Des marges de capital plus resserrées peuvent conduire une banque à arbitrer plus finement sa croissance, sa distribution de résultats, sa politique d'émission ou son exposition au risque. Les fonds propres sont donc à la fois un outil de protection et un paramètre de pilotage stratégique.

Quelles sont les limites de lecture des fonds propres ?

D'autres dimensions du risque à intégrer

Les fonds propres ne suffisent pas, à eux seuls, à résumer la solidité d'un établissement. Une lecture sérieuse doit aussi intégrer d'autres dimensions du risque bancaire, notamment la liquidité, la qualité des actifs, la concentration des expositions, le modèle d'affaires et la gouvernance.

 

L'approche multicritère de la supervision européenne

Cette lecture plus large est cohérente avec l'approche de la supervision bancaire européenne, qui ne repose pas sur un seul indicateur, mais sur une appréciation globale du profil de risque des établissements. Un niveau élevé de capital constitue donc un amortisseur prudentiel, mais pas une garantie absolue. Il s'agit d'un élément central de l'analyse, pas d'un verdict unique sur la robustesse d'une banque.

Que doit retenir un investisseur sur les fonds propres bancaires ?

La solidité réglementaire ne neutralise pas le risque propre de chaque instrument

Il faut éviter une confusion fréquente : la solidité réglementaire d'une banque ne neutralise pas le risque propre des instruments qu'elle émet. Une banque peut afficher un ratio de capital élevé et émettre simultanément des instruments AT1 ou Tier 2 dont le profil de risque est significativement différent de celui d'une obligation classique ou d'un dépôt bancaire.

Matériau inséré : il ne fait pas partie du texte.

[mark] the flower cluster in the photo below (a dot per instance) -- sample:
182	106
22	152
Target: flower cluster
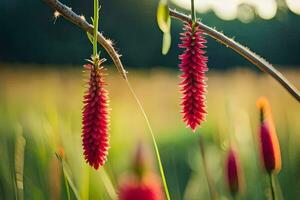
193	67
95	117
269	144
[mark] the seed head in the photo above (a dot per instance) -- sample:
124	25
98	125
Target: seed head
95	119
232	172
269	144
193	66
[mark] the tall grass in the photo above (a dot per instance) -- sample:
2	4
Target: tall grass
46	105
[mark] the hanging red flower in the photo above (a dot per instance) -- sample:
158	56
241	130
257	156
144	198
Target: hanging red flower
193	66
95	118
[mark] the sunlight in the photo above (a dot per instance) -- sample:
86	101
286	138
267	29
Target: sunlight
244	10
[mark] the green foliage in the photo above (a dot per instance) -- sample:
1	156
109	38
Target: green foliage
48	108
164	23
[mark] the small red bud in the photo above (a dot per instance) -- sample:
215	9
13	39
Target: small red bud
95	118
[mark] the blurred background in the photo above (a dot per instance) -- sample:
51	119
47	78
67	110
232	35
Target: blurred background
41	90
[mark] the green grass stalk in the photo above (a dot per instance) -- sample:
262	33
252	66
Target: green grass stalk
161	169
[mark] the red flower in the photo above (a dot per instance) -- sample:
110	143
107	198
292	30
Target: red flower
95	119
193	65
233	174
149	188
269	144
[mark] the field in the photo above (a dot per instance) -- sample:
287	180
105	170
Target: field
40	114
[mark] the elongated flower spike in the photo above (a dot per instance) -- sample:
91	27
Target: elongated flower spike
95	119
193	66
269	144
233	172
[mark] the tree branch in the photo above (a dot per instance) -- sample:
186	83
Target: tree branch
259	62
79	21
262	64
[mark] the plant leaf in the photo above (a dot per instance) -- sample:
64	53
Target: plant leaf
166	43
163	17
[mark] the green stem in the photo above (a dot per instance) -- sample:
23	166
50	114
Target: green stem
95	23
161	169
67	188
193	12
210	182
272	186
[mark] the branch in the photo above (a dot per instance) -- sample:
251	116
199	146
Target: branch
262	64
79	21
259	62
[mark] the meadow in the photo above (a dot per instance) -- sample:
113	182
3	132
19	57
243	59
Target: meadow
40	115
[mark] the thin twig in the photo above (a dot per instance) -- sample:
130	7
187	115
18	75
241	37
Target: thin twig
79	21
243	51
262	64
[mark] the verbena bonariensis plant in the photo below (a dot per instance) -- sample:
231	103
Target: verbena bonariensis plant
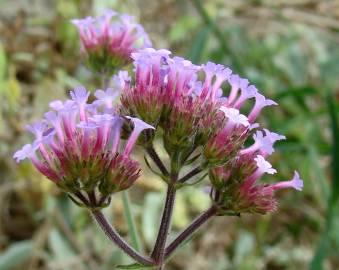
85	148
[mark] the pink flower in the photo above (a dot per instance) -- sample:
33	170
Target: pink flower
109	40
79	148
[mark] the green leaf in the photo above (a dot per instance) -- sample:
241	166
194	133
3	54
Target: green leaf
2	63
150	217
134	266
15	254
199	45
335	149
181	28
59	246
320	255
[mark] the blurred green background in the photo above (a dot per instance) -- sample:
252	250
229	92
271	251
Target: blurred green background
288	49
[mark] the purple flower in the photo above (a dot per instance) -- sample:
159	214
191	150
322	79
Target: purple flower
80	149
109	40
264	141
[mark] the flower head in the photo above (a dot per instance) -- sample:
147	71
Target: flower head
109	40
236	188
80	149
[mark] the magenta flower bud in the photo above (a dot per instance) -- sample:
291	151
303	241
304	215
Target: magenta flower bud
80	149
109	40
236	188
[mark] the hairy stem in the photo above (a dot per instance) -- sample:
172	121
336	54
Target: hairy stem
190	174
114	236
156	159
130	221
190	229
158	252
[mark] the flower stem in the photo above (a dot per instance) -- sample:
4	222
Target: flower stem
114	236
156	159
190	229
191	174
158	252
130	221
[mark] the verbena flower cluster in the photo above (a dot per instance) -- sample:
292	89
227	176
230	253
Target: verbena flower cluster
187	102
79	145
108	40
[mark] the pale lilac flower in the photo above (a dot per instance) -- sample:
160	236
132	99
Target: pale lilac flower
75	147
110	39
234	118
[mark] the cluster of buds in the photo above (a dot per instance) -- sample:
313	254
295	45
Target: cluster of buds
108	40
78	147
169	93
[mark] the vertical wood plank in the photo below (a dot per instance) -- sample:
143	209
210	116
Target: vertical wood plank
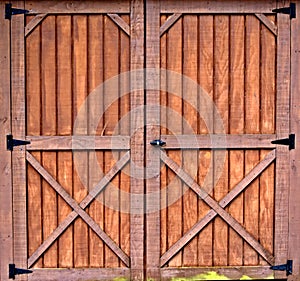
64	128
267	179
206	72
137	140
282	131
6	226
125	130
163	131
95	74
81	257
190	114
294	199
33	108
221	88
152	132
174	63
18	131
252	126
236	158
48	96
111	116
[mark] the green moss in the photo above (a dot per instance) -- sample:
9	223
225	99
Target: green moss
211	275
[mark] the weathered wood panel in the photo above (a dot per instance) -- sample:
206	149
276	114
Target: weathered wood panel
294	206
18	126
68	54
6	215
233	63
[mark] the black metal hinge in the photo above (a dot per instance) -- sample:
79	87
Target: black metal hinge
290	141
291	10
13	271
158	143
10	11
288	267
11	142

Une action bancaire, une obligation subordonnée, un instrument hybride ou une obligation plus senior n'occupent pas le même rang dans la structure de capital. Les instruments AT1 et Tier 2 se distinguent par leurs modalités contractuelles, leur rang de subordination et leurs mécanismes d'absorption des pertes, qui peuvent conduire à une perte partielle ou totale en capital indépendamment de la situation globale de la banque.

 

Le risque de liquidité des instruments obligataires

Toute revente d'une obligation avant son échéance peut entraîner une perte en capital. Le prix de marché dépend notamment de la liquidité du marché secondaire, du niveau des taux d'intérêt et de la qualité de crédit de l'émetteur. Ces facteurs peuvent évoluer défavorablement, indépendamment de la qualité prudentielle de l'établissement émetteur.

Les fonds propres bancaires sont un socle, pas un verdict

Les fonds propres bancaires désignent le capital réglementaire qu'une banque doit détenir pour absorber des pertes et respecter ses obligations prudentielles.

Trois idées doivent être gardées en tête. La première est que la qualité du capital compte autant que son volume. La deuxième est que le CET1 reste la composante la plus suivie du capital prudentiel. La troisième est qu'aucun niveau de fonds propres ne suffit, à lui seul, à résumer toute la solidité d'une banque.

Les instruments évoqués dans cet article et en particulier l'AT1 et le Tier 2 sont des instruments réglementaires complexes. Leur analyse nécessite une lecture approfondie des documents contractuels et prudentiels. Ils ne constituent pas des placements sans risque et ne conviennent pas à tous les profils d'investisseurs.